Indeed: philosophers don’t just worry that the world might not exist, we also worry that our access to the world may be mediated by biased methods: not just perception itself, but the conceptual apparatus that interprets perceptions and makes them meaningful. If there is an error of some sort in that apparatus, it’s unclear exactly how we could go about correcting it, when our only access to that error is through the biased apparatus. I follow Nelson Goodman and John Rawls in advocating reflective equilibrium for such problems, but this method has its limits. Specifically, it doesn’t tell us how to adjudicate case/rule or percept/concept disagreements when they arise, especially in light of the way that any “Error Theory” will entail particular prior commitments which may themselves be mistaken.
Hanson argues that the correlation problem seems particularly pressing when we describe cognitive and social biases. That is, it’s not clear what we can do if our minds, communities, and institutions tend to mislead us in characteristic ways that we cannot anticipate. Of course, it is clear that doubters should seek better institutions and social processes. But what’s better?
Well, Hanson is an economist and he thinks that markets are better:
If fact, you may end up agreeing with me that our best approach is for would-be doubters to coordinate to support new institutions that better reward correction of error, especially correlated error. I refer of course to prediction markets.
Yet most non-economists and some economists don’t find markets to be particularly credible. (Remember: “Markets can remain irrational a lot longer than you and I can remain solvent.”) Since most concerns are related to market manipulation once futarchy is instantiated, is there a way to prove a hypothesis about real prediction markets that doesn’t fall into a pessimist’s version of the “real communism has never been tried” trap?
Prediction markets suffer from the same skeptical concerns that other governance forms suffer: a kind of path-dependence that suggests “you can’t get there from here.” There’s no reason for democratic citizens skeptical of markets to drop their skepticism in the face of facts they cannot adequately evaluate without depending on their own reasoning powers. Cognitive and social biases guarantee that Hanson’s expertise and disciplinary commitments to economics only undermine his capacity to enact his preferred policies. And even he must worry that he has given too much credence to the wrong methods, if he is to be consistent.

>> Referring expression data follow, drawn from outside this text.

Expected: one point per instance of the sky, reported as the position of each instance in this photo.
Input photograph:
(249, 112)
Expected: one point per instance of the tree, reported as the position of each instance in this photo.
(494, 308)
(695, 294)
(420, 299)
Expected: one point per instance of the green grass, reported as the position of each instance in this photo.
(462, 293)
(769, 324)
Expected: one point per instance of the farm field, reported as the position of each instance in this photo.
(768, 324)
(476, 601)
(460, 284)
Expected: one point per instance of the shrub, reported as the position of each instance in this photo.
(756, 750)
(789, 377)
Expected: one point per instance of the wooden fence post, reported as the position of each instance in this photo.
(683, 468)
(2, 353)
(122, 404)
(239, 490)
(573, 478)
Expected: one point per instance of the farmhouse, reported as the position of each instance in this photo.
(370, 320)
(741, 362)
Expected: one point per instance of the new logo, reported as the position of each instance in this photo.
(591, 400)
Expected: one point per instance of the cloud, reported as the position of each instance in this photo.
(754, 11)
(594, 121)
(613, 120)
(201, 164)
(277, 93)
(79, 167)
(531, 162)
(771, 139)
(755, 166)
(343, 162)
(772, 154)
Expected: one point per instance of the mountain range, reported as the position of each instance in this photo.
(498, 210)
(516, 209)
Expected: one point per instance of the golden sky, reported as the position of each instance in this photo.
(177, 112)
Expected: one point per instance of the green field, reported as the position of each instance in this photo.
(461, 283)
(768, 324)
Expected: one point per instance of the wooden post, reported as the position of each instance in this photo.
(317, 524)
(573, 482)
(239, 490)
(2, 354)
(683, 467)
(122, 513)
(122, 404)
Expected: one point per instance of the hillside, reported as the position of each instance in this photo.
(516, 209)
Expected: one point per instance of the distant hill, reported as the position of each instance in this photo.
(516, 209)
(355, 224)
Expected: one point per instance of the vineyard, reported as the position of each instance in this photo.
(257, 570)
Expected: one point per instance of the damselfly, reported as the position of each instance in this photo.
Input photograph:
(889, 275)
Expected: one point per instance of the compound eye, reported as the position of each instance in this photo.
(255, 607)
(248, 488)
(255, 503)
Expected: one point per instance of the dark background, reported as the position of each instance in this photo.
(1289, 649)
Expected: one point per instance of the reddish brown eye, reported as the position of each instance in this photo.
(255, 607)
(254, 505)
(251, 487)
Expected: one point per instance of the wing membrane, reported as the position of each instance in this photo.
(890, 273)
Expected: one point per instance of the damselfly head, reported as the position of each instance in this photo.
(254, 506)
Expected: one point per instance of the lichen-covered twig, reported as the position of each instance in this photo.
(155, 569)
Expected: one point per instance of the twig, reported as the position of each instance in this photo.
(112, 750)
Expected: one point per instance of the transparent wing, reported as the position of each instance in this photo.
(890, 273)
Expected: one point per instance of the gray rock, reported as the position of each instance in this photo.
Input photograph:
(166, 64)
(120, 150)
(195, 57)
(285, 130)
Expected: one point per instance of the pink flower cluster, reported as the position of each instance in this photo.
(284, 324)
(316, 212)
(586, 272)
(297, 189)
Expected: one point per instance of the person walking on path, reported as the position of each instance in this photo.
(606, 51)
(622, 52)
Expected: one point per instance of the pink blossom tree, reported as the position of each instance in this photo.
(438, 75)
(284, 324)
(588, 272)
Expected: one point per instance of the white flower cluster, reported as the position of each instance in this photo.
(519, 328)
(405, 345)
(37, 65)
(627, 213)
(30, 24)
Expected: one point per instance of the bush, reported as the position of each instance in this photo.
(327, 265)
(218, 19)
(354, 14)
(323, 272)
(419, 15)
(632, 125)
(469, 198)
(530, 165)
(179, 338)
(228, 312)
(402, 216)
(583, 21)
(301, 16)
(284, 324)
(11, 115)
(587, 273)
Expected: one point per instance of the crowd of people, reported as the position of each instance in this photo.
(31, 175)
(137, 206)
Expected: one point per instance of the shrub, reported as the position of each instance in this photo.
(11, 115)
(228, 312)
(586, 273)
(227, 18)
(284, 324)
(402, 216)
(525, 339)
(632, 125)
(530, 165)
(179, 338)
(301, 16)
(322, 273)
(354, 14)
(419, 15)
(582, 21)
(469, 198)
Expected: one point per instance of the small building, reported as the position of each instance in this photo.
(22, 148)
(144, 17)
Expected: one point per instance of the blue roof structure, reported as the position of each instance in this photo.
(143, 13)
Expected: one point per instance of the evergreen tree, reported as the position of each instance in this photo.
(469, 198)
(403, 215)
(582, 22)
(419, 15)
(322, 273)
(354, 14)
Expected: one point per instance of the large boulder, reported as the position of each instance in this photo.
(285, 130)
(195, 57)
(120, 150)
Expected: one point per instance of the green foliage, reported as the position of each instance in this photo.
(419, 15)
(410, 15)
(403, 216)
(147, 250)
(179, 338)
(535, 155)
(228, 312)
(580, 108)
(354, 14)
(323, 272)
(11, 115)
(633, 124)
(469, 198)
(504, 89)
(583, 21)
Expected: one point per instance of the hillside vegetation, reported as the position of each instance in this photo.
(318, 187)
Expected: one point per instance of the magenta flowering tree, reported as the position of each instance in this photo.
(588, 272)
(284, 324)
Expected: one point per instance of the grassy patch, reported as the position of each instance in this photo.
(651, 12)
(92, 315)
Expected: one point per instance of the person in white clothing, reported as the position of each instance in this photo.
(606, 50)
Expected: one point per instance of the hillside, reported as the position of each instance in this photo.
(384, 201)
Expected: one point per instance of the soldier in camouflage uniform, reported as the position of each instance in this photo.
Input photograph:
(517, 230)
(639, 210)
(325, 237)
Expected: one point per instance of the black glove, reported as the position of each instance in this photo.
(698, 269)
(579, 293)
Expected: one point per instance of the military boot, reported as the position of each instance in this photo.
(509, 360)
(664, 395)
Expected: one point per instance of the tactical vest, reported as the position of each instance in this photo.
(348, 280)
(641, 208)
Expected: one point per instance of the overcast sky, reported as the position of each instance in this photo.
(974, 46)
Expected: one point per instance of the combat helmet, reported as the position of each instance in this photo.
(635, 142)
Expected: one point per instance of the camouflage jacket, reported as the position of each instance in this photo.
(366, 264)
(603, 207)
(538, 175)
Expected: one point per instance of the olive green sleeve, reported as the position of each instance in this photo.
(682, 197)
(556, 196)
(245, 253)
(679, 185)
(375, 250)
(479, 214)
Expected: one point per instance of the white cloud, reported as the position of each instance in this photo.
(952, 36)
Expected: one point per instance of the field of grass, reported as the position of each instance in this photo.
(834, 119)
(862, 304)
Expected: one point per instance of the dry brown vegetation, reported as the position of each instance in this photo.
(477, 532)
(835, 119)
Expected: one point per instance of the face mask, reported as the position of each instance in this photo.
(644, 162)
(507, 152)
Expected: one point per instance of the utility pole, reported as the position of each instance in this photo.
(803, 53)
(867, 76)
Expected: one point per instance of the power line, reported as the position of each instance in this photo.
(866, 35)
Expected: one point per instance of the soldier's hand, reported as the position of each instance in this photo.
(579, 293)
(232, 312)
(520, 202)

In sum: Skeptics can tell a story about the manipulation of prediction markets once they become a tool for governance, which seems to distinguish their concerns from research results for all sub-governance prediction markets. The best evidence for this kind of manipulation isn’t laboratory results but actually existing futures markets. Much popular speculation, for instance, surrounds the capacity of hedge funds or investment banks to manipulate futures to their own gain by bringing outsized portions of capital to bear in extremely complex forms of market manipulation. Given this, why ought we to accept the evidence from small group experiments like those described by Hanson? The real question is how such prediction markets would perform when they actually served a governance function and were subject to the actions of heavily-leveraged firms looking to enact ingenious schemes.
Is there a way to take a bet against prediction markets that isn’t a performative contradiction?